Background: A wealth of research has investigated the impact of early life trauma exposure on functional brain activation during facial emotion processing and has often demonstrated amygdala hyperactivity and weakened connectivity between amygdala and medial PFC (mPFC). There have been notably limited investigations linking these previous node-specific findings into larger-scale network models of brain organization.

Method: To address these gaps, we applied graph theoretical analyses to fMRI data collected during a facial emotion processing task among 88 adolescent girls (n = 59 exposed to direct physical or sexual assault; n = 29 healthy controls), aged 11-17, during fMRI. Large-scale organization indices of modularity, assortativity, and global efficiency were calculated for stimulus-specific functional connectivity using an 883 region-of-interest parcellation.
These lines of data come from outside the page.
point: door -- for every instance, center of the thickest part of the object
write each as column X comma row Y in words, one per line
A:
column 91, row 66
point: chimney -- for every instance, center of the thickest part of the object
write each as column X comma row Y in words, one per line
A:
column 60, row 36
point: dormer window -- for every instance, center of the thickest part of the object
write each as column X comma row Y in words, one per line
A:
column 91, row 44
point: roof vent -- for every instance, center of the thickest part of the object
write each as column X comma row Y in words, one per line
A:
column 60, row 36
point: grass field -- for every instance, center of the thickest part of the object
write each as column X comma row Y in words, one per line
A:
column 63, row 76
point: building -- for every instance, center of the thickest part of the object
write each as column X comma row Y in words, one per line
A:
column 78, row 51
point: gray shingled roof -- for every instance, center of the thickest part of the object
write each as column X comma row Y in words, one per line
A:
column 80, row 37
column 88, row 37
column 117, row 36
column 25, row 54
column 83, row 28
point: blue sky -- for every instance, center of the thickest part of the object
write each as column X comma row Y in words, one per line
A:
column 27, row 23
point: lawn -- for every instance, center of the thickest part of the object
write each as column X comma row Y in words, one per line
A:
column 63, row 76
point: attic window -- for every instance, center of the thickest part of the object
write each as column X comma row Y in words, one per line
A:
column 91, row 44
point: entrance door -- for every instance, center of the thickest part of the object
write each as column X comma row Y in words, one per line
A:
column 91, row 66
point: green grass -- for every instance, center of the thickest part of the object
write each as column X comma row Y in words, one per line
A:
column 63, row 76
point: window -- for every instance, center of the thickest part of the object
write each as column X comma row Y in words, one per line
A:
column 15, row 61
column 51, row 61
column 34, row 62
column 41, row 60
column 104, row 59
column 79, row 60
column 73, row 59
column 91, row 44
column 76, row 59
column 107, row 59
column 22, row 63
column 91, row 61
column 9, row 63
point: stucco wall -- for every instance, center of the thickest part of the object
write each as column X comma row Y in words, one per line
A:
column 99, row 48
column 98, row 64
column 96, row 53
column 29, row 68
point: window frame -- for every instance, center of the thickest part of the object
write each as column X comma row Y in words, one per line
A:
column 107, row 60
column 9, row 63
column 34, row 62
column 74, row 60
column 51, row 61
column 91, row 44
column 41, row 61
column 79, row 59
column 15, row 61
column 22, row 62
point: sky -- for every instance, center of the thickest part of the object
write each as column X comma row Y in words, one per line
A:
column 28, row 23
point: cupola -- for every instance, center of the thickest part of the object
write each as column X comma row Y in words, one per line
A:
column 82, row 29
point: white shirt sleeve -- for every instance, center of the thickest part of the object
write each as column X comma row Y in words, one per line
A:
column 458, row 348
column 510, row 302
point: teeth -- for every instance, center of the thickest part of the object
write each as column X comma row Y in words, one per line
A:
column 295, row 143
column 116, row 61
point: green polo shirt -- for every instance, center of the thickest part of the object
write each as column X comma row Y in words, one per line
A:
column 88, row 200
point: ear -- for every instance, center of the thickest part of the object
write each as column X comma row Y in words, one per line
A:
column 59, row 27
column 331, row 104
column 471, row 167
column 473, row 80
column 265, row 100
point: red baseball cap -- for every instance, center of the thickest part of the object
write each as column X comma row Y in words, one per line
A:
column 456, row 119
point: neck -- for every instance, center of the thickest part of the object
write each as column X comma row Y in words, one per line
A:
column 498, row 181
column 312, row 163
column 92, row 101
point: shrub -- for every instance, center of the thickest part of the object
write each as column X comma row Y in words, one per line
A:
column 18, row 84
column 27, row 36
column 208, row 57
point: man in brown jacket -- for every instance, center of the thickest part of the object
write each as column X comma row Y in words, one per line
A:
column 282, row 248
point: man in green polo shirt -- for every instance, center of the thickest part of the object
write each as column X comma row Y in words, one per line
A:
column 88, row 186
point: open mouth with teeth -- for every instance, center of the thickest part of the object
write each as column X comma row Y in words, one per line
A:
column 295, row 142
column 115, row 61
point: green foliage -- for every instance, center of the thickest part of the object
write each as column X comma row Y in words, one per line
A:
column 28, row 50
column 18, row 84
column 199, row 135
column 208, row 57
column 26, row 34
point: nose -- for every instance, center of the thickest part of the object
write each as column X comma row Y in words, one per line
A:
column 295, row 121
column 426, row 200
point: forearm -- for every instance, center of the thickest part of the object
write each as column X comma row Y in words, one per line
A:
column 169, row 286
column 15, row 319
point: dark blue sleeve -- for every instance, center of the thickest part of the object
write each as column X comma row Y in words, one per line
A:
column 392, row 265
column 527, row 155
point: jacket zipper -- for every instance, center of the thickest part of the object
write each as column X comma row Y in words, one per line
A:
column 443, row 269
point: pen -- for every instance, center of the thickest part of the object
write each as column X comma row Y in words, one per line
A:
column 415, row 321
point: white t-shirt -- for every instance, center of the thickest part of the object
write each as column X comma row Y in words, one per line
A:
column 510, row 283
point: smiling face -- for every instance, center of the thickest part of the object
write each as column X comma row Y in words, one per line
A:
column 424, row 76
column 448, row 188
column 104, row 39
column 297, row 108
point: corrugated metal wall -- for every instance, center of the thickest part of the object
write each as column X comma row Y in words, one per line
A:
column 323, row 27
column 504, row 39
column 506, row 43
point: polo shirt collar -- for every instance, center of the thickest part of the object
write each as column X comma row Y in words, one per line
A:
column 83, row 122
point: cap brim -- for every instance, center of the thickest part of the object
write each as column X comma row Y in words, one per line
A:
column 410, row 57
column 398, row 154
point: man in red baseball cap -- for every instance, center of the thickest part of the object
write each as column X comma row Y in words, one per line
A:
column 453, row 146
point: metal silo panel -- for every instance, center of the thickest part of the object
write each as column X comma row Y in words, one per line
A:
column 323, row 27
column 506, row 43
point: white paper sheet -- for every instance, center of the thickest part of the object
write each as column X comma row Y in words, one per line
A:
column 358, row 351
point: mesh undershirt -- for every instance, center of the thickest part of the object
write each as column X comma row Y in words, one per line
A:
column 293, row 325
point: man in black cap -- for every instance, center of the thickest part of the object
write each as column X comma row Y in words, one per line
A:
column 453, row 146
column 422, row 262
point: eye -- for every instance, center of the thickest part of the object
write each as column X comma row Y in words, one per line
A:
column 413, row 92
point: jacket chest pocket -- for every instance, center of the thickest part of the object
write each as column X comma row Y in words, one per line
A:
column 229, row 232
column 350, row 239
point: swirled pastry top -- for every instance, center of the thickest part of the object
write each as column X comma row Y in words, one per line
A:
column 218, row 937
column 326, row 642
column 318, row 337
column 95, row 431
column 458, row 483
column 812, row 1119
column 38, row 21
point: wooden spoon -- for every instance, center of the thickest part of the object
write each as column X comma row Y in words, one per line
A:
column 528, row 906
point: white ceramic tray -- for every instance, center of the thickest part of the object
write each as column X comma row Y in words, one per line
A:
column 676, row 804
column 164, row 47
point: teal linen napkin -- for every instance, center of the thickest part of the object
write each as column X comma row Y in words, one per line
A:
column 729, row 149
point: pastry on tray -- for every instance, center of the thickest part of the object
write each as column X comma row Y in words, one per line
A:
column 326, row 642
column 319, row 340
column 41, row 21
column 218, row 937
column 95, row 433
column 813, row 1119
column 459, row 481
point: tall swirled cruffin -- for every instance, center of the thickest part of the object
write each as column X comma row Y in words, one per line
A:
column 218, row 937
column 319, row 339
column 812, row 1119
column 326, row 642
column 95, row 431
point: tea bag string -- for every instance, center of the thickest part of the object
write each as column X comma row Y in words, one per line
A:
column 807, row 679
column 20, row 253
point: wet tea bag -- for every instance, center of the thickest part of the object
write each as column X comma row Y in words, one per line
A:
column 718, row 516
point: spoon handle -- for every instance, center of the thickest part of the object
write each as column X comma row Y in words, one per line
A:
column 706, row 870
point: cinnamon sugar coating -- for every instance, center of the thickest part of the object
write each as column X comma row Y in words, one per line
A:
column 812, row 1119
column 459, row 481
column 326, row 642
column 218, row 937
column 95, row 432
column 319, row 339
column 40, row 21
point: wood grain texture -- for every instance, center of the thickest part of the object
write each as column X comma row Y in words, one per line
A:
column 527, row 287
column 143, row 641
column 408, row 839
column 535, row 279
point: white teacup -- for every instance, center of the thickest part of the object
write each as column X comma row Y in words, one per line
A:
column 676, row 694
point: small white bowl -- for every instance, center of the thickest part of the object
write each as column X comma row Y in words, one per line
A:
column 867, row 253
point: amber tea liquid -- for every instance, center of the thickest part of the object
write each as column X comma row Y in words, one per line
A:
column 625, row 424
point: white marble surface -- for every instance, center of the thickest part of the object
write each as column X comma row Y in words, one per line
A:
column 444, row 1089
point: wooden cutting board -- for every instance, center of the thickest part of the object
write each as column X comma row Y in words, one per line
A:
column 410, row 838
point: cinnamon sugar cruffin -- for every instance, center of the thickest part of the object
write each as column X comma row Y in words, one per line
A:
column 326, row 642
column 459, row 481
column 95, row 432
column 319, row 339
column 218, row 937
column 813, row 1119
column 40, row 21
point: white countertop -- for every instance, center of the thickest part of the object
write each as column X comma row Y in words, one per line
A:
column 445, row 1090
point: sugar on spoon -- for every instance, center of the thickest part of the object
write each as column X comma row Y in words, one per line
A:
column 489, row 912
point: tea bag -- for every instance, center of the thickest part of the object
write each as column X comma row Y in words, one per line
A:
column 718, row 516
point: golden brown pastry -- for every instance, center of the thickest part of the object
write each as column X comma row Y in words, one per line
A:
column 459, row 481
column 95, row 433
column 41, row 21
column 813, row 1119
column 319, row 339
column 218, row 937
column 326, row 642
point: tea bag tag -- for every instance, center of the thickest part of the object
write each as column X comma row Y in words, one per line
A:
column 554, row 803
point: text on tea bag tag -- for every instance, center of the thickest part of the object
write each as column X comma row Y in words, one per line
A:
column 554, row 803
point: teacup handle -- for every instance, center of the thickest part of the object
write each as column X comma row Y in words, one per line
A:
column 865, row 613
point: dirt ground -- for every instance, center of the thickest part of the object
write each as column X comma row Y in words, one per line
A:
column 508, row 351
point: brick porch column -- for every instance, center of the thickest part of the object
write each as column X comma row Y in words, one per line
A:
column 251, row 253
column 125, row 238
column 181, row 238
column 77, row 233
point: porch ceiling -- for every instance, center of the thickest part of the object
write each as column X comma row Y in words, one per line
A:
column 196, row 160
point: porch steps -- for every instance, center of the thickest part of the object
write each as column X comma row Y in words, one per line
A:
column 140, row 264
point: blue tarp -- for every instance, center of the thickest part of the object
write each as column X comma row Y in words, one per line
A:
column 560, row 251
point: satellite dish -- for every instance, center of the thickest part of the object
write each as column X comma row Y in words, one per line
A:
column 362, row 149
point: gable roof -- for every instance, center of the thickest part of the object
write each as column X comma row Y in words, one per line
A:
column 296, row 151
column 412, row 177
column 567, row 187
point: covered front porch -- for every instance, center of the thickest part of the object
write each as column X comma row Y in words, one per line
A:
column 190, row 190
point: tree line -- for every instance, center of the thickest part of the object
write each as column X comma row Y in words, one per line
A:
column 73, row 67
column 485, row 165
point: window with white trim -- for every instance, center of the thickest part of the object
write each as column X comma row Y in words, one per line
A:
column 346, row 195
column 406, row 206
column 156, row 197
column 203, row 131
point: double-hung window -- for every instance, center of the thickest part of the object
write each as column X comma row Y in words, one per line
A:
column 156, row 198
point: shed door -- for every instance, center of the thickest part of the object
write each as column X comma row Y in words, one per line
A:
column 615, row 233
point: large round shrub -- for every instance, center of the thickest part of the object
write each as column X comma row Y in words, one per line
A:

Results: Among the entire sample, more severe early life trauma was associated with more modular and assortative, but less globally efficient, network organization across all stimulus categories. Among the assaulted girls, severity of early life trauma and PTSD diagnoses were both simultaneously related to increased modular brain organization. We also found that more modularized network organization was related both to amygdala hyperactivation and weakened connectivity between amygdala and medial PFC.

Conclusions: These results demonstrate that early life trauma is associated with enhanced brain organization during facial emotion processing and that this pattern of brain organization might explain the commonly observed association between childhood trauma and amygdala hyperactivity and weakened connectivity with mPFC. Implications of these results for neurocircuitry models are discussed.